Doing so was a priority for Obama and the Democratic Party in 2008. Their strategy was to talk to young voters about issues in the same way they addressed older voters, said Democratic National Committee press secretary Michael Czin. Meanwhile, the GOP had virtually no presence on college campuses, but the Republicans have recognized their mistake.

“In 2008 and 2012, we saw the Democrats (especially Obama) have great success on college campuses because the Republican Party was not engaging on college campuses the way we should have been,” said Raffi Williams, deputy press secretary for the Republican National Committee. In response, the GOP created its Campus Captains program, which appoints student leaders to educate and motivate voters.

The Republicans’ youth mobilization effort improved with Mitt Romney, and Levine said he looks forward to 2016. “It’ll be an interesting new playing field since Barack Obama won’t be on the ballot, and in particular, the Republican Party will have a new cast of characters,” he said.

Both parties developed their midterm outreach strategies around meeting the voters where they are. In millennials’ case, that meant posting on social media sites such as Twitter, Facebook, YouTube, Reddit and Instagram. But even those efforts were hit-or-miss.

The GOP got smacked for an ad in the style of the TV show "Say Yes to the Dress" that equated choosing a candidate with shopping for the perfect wedding gown. In the ad, young, female voters decide to pick a Republican candidate, to the chagrin of their older mothers who like the Democratic style. Critics derided the attempt to connect with young women as sexist and condescending.

Obama wrote an essay on the website Medium, encouraging millennials to take charge of the economy, but critics argued that young people rarely visit that site. "Someone Should Tell Obama Medium Isn't Cool," wrote one observer.

Politicians from both parties make campaign stops on college campuses. Other organizations encourage voting overall: At North Carolina State University, a party bus with snacks and models will shuttle students to vote as part of a Cosmopolitan magazine prize. Overall, though, the key to getting millennials to vote will be to engage them on issues: 28 percent of respondents in the Fusion poll said the economy was the most important issue facing the U.S., while 16 percent said debt and spending were the most pressing -- about the same amount cited terrorism and national security.

But when asked if political engagement or community volunteerism was the best way to fix important issues facing the country, 42 percent of Harvard poll respondents said volunteerism. Another 37 percent said they weren’t sure. Only 18 percent said political engagement.

“Young people are far more interested in issues and solving problems than they are in partisan politics, and the entire election is set up as a partisan fight,” Spillane said. “There’s a disconnect between ‘This is an issue I care about so I must vote.’”

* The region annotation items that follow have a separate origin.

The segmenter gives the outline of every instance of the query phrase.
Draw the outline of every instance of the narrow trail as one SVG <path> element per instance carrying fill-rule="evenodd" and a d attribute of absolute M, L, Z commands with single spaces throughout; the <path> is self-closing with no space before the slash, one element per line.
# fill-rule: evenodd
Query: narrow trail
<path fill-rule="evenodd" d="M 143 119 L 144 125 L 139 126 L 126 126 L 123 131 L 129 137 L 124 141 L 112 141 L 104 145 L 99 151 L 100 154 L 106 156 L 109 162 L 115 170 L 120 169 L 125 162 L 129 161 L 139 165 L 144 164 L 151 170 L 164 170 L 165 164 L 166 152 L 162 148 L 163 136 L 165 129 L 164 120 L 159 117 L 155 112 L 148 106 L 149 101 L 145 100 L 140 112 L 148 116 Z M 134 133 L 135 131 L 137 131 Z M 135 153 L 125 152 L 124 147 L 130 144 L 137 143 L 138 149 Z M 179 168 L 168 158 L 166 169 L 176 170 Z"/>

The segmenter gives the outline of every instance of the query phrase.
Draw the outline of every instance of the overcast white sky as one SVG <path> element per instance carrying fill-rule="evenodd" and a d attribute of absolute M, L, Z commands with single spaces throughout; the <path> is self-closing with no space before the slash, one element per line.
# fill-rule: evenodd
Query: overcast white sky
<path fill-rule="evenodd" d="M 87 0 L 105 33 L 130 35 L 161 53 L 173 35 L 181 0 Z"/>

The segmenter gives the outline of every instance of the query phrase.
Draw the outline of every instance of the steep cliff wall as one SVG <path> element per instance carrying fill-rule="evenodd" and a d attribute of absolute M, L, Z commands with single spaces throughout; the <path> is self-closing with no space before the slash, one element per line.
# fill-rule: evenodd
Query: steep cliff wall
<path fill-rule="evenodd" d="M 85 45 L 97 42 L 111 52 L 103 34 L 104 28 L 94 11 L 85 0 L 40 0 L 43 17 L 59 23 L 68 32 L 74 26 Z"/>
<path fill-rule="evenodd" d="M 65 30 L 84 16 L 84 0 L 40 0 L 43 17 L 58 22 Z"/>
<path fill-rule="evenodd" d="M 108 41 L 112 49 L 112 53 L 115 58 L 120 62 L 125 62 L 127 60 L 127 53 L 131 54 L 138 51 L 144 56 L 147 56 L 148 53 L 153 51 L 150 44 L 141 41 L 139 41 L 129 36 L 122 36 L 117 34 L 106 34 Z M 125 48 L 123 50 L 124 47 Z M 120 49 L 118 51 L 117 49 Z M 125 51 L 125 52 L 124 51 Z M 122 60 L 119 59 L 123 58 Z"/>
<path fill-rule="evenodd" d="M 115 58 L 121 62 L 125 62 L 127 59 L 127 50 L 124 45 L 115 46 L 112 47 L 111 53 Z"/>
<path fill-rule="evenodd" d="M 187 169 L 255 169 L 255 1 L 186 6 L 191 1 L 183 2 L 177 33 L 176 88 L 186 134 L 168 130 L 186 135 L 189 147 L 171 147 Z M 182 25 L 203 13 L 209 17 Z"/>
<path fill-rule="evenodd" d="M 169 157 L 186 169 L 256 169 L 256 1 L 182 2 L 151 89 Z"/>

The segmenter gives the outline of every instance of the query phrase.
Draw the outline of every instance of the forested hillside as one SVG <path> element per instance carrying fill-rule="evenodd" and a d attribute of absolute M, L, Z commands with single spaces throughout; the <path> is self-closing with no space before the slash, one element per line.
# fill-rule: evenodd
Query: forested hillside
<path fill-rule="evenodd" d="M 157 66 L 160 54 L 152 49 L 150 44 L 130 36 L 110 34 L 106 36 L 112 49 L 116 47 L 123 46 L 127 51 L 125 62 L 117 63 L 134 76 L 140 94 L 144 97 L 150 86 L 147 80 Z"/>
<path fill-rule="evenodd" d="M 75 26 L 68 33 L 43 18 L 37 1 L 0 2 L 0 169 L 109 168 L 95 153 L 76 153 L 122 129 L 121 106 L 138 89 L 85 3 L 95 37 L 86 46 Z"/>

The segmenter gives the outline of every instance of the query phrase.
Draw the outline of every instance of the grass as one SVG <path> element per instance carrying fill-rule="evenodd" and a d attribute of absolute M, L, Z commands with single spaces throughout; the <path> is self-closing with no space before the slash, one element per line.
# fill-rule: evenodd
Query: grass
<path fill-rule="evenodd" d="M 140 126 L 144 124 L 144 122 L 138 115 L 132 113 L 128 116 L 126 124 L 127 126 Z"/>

Rock the Vote’s Turn Out For What campaign is working to emphasize the link between voting and changing laws. The organization shot a music video with celebrities saying why they’re going to the polls next week: Lil Jon wants to support marijuana legalization; Lena Dunham is protecting reproductive rights; Darren Criss is interested in improving education.

Those issues will likely be the same ones driving discussions in 2016, said 21-year-old Hayley Young, the College Democrats chair at the University of Wisconsin-Madison. And when that rolls around, will candidates need millennials to win? Czin didn't miss a beat: “Without a doubt, yes.”